Zahlreiche Nutzer unseres Blogs http://www.triptroll.de haben die Alitalia Tickets mit dem japanischen Gutschein gebucht. Es ist klar nachzuvollziehen, dass Alitalia die Gutscheinbedingungen erst im Nachhinein geändert hat, um eine Grundlage für die Stornierung der Tickets zu schaffen.

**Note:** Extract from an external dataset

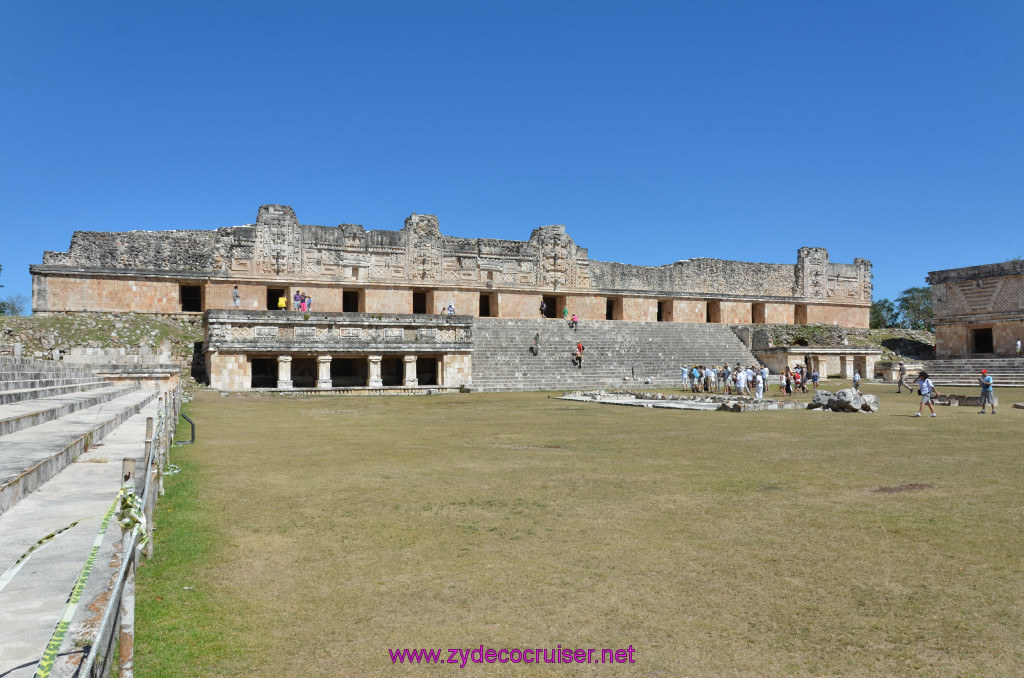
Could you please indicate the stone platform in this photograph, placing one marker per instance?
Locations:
(706, 403)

Alitalia hat das Problem, dass auch Flüge aus und in die USA betroffen sind. Dort gibt es sehr starke Verbrauchergesetze "Aviation Consumer Protection" welche die Rechte von Fluggästen in solchen Fällen stärken. Erste Klagen werden laut einigen Blogs schon vorbereitet.
22.10.12 23:03
Christian Maskos Web-Site
Ich muss ein großes Lob aussprechen: Dieser Artikel gehört zu den wenigen korrekt recherchierten. Ich bin Chefredakteur beim Exbir Reisemagazin und wir haben das Ganze seit Samstag Nachmittag verfolgt und frühzeitig darüber berichtet. Es bleibt zu hoffen, dass sich die Kunden weiter wehren und auf ihre Rechte bestehen: Leider herrscht in der Luftfahrtbranche mittlerweile eine Wildwestmanier. Wenn Fluglinien etwas nicht passt wird wie hier storniert: Swiss hatte zuletzt günstige Tarife nachträglich storniert - mit Hinweis auf die Verpflichtung gegenüber den Aktionären. Es muss dringend ein Gesetz her, dass Airlines an einmal ausgestellte E-Tickets nicht mehr einseitig dran und diese stornieren dürfen - wann soll der Kunde sonst sicher sein dass er wirklich fliegen kann.
22.10.12 22:55
Akai Wu
Chapeau! an die Schreiber von Meedia, der einzige Artikel, den ich bisher gelesen habe, der sich nicht auf den schlecht recherchierten und falsche Tatsachen widergebenden Bericht von "La Repubblica" beruft, sondern die tatsächliche Situation beschreibt.